Prometheus’ integrations are practically boundless. The long list of existing exporters combined with the user’s ability to write new exporters allows integration with any tool, and PromQL allows users to query Prometheus data from any visualization tool that supports it.
Nagios has a very limited list of official integrations. Most of them are operating systems which use the agents to monitor other network components. Others include MongoDB, Oracle, Selenium, and VMware.
Prometheus offers Alertmanager, a simple service that allows users to set thresholds and push alerts when breaches occur.
Nagios uses a variety of media channels for alerts, including email, SMS, and audio alerts. Because its integration with the operating system is swift, Nagios even knows to generate a WinPopup message with the alert details.
On a side note, if you’re curious, there is an alert Nagios plugin that alerts for Prometheus query results.
Nagios Core is an open-source tool. It provides basic monitoring and comes with a limited list of agents. The community isn’t updating it and it doesn’t have many contributors, watchers, or forks. On GitHub, Prometheus has been forked about 4,900 times, while Nagios Core only just over 300 times.
On the other hand, Prometheus is one of the biggest open-source projects in existence. It actually has hundreds of contributors maintaining it. The tool continues to be up-to-date to contemporary and popular apps, extending its list of exporters and responding to requests.
There is also a specific Prometheus Monitoring Community on GitHub that works on a number of projects.
Pros and Cons
Prometheus has two main advantages: 1) its integrable nature with nearly every system in the industry, and 2) its ease of use. Nonetheless, it has a massive Achilles’ heel: main scaling. Application scaling (including its monitoring framework) affects Prometheus’ real-time time series data is affected, resulting in an increase in maintenance efforts.

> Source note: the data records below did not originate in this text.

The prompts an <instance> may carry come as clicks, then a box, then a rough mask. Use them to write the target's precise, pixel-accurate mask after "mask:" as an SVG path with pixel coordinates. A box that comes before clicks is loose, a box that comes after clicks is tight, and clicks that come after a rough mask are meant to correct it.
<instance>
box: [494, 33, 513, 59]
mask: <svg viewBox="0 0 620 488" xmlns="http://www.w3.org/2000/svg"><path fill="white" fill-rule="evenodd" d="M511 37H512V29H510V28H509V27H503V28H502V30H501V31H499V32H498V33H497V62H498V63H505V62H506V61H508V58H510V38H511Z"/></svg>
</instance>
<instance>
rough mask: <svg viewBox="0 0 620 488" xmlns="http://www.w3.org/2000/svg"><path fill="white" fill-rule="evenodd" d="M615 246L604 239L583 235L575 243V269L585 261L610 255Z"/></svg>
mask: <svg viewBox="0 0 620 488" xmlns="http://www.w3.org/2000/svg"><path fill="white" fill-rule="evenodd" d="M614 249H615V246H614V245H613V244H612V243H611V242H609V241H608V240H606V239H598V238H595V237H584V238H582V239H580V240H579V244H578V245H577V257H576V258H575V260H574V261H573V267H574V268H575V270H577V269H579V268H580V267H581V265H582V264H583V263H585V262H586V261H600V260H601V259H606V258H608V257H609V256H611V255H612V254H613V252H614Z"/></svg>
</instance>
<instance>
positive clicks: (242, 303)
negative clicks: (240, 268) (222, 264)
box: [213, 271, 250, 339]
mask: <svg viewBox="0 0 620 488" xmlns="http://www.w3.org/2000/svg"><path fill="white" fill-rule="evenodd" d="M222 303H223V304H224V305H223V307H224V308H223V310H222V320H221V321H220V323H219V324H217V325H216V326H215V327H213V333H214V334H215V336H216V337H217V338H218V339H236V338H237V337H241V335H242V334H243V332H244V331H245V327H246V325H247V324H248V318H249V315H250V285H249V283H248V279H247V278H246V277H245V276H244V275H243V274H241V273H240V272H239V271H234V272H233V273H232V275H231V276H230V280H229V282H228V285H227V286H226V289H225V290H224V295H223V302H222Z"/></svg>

This is where the underdog has an advantage in the Prometheus vs Nagios battle. One of Nagios’ main pros is its ability to scale out of the box. Additionally, Nagios is simple to maintain and highly customizable, making it a flexible fit for a wide range of application and network infrastructures.
Runtastic Migrated from Nagios to Prometheus
In his PromCon 2019 talk, Niko Dominkowitsch, a lead Infrastructure Engineer at Runtastic, explained that his company decided to move from Nagios, which was their leading monitoring system, to Prometheus. The main reasons for the migration were the degree of configuration effort Nagios required and the many false positive alerts that it had generated.
Setting up a battle of Prometheus vs Nagios is a contest of the most popular guy in the neighborhood against someone who stands out among his own clique. Prometheus and Nagios are very different in their designs, their audiences, and their capabilities.
Prometheus is useful for monitoring app functionality, while Nagios is a very powerful platform for application networks and security. However, Prometheus has the edge in performance metrics. Because the two tools play different roles in DevOps monitoring stacks, the data each provides is only part of the whole application status picture. Integrating and coordinating both of these tools might be one way to go.
Together, they can help DevOps teams, monitor real-time app status, enhancing the ability to react quickly.